If having an arrow to an object means this object is less than or equal to the object to which it points, the object to which they all point is the highest ranked object. (So there is no terminal object in the set of natural numbers.)

initial ¿objects/sets? (arrows TO all other ¿objects/sets?) - empty set - void - the arrow is “absurd” & it also points to itself as unit/ID. rather reminds me of creation ex nihilo - but that implies propertyless substance. Maybe instead it should remind me of capacity or intention? formal/final is (beginning/alpha) initial/terminal (end/omega)

I don’t know yet what it means when he says “ignore the argument“ — I didn’t start at the beginning.

mentions identity of indiscernibles (Liebniz) w/o saying it

pattern=object in a category

ranking=If you say “a is better than b if there is a unique arrow from b (etc) to a” you will return a terminal object. If you say a is better than b if there is a unique arrow from a to b” you will get an initial object.
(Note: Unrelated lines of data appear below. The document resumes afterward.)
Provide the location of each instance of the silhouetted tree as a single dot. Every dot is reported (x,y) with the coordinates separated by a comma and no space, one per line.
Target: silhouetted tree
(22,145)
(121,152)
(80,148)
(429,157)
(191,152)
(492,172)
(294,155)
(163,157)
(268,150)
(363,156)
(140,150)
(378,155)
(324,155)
self=other or terminal=initial means every object in the category has the same ranking

Classification is art/hypothesis because always revaluating values to bring into practical alignment under self=other…

…never done until all values pivot.

The art of interpretation is partially “predispositioned” … preconditioned. As if Nature is known to be a communication/“creation”/expression of itself, and our nature is known to be communicators in kind with(in) it. Cocreators. Interlocutors.

Multiplying all variation of self=other. Even if defacing, because… in recognizing it as such, we see the Face.

Here’s a simpler version than the one in the OP… before I… really complicate things.




Rewatched the lecture & took better notes.

Something I got in my notes last time that is missing this time. Crucial to answering “What composes it?”?

How do we demonstrate self=other love without a setting/context?

noice from the OP… said it a bit different in my notes this^ time

I won’t go into the embarrassing mistakes I noticed in my original notes from the OP. Either nobody caught them, ignored them, or I’m talking to myself, which is fine.